Cato Networks publie une étude menée par Cato CTRL, son équipe de recherche sur les menaces, dans un environnement Active Directory contrôlé. Les chercheurs y montrent qu’une chaîne d’attaque agentique peut atteindre les privilèges Domain Administrator en 40 minutes, à partir d’un seul prompt de haut niveau. L’agent a ensuite assuré de manière largement autonome la planification et l’exécution des étapes nécessaires.
Le scénario reposait sur l’association d’un modèle d’IA de dernière génération, d’une plateforme d’agents, d’outils compatibles MCP, d’un contexte opérationnel structuré et d’une orchestration adaptée. Cette combinaison a permis d’enchaîner reconnaissance, exploitation, découverte interne, élévation de privilèges, mouvements latéraux et activités d’exfiltration. Pour les directions informatiques, la portée de cette étude tient moins à une nouvelle technique qu’à la vitesse d’exécution. Les attaques sur Active Directory sont déjà bien documentées, mais l’IA agentique peut en automatiser l’enchaînement et en réduire fortement la durée. La fenêtre dont disposent les équipes pour détecter, qualifier et contenir une intrusion pourrait ainsi se contracter.

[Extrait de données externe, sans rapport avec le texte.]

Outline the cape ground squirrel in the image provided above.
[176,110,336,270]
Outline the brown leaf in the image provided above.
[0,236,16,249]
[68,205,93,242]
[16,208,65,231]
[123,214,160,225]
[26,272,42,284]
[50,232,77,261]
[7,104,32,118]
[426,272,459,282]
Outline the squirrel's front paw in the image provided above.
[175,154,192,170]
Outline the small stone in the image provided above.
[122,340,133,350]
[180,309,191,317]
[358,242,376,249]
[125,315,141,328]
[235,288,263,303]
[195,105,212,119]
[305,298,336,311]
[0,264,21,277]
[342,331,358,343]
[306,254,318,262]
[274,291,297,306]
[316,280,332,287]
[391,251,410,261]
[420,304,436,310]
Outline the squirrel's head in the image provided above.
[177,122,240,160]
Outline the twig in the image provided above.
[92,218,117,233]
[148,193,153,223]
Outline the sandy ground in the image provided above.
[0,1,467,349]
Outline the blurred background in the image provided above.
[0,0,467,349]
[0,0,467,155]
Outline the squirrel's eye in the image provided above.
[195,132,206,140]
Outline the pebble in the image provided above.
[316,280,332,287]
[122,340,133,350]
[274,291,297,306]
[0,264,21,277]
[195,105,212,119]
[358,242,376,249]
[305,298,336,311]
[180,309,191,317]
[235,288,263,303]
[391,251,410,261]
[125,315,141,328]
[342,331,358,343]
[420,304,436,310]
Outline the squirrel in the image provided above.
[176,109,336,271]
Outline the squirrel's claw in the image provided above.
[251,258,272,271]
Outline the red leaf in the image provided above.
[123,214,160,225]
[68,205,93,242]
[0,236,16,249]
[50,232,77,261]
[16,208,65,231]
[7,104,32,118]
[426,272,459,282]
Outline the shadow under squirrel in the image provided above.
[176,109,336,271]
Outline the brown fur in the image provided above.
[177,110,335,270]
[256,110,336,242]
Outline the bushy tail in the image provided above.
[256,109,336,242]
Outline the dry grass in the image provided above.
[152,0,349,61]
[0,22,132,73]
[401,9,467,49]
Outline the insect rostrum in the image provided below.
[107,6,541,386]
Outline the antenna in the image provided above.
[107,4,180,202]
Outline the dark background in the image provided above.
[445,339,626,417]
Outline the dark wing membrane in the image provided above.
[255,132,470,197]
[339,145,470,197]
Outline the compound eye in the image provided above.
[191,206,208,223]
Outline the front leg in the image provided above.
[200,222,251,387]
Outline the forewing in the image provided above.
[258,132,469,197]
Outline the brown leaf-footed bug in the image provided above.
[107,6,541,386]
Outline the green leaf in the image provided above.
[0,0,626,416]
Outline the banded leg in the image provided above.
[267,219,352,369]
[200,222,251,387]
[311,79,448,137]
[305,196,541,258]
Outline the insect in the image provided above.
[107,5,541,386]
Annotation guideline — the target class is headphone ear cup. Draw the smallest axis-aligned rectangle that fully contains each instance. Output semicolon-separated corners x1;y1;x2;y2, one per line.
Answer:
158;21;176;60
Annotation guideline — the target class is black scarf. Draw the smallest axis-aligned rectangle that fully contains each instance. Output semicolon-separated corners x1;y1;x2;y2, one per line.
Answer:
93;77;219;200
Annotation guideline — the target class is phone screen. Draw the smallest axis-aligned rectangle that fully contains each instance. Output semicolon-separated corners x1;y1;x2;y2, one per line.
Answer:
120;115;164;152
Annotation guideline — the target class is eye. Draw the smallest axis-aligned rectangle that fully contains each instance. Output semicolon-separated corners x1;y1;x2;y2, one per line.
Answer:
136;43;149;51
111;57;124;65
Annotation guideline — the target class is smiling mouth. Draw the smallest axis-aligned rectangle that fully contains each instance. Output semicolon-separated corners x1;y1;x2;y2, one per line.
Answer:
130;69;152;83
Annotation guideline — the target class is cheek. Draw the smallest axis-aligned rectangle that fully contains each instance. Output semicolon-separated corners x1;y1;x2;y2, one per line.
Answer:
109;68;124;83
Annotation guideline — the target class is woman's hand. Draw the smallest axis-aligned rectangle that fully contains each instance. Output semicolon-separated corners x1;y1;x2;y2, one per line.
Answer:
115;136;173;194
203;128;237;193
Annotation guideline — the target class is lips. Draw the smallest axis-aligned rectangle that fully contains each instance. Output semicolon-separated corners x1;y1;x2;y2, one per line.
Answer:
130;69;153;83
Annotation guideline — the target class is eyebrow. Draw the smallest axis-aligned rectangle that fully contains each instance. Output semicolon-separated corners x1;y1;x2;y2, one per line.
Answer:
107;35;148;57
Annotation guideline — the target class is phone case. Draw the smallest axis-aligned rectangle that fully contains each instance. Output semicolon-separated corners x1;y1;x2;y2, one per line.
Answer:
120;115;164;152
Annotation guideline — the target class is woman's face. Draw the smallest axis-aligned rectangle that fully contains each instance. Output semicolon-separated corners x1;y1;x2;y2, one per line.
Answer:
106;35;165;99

Cato CTRL souligne également que les performances observées ne reposent pas uniquement sur le choix du modèle. Les six scénarios étudiés montrent que le succès dépend surtout de la qualité des instructions, du contexte fourni, des outils disponibles et de l’orchestration. Autrement dit, la menace ne vient pas seulement de l’IA en elle-même, mais de l’écosystème technique qui lui permet d’agir. Les chercheurs ont aussi observé une capacité d’adaptation. Lorsque l’agent rencontrait un obstacle, il pouvait générer de nouvelles sondes de vulnérabilité, ajuster ses méthodes de collecte ou créer des voies de communication alternatives. Cette capacité à modifier sa stratégie en fonction des contraintes opérationnelles distingue ces chaînes d’attaque d’une automatisation classique.
Pour les organisations, ces travaux rappellent la nécessité de renforcer la visibilité, la segmentation, la surveillance des comportements et la réduction des expositions exploitables. Face à des attaques capables d’accélérer la progression vers les privilèges les plus critiques, la défense ne peut pas dépendre uniquement d’alertes tardives ou de contrôles ponctuels.
L’étude de Cato Networks montre que l’IA agentique pourrait devenir un accélérateur d’attaque. Pour les DSI, l’enjeu sera de bâtir des architectures capables de détecter plus tôt, de réduire les chemins d’attaque et de limiter les possibilités de mouvement latéral avant qu’un agent offensif n’atteigne les comptes les plus sensibles.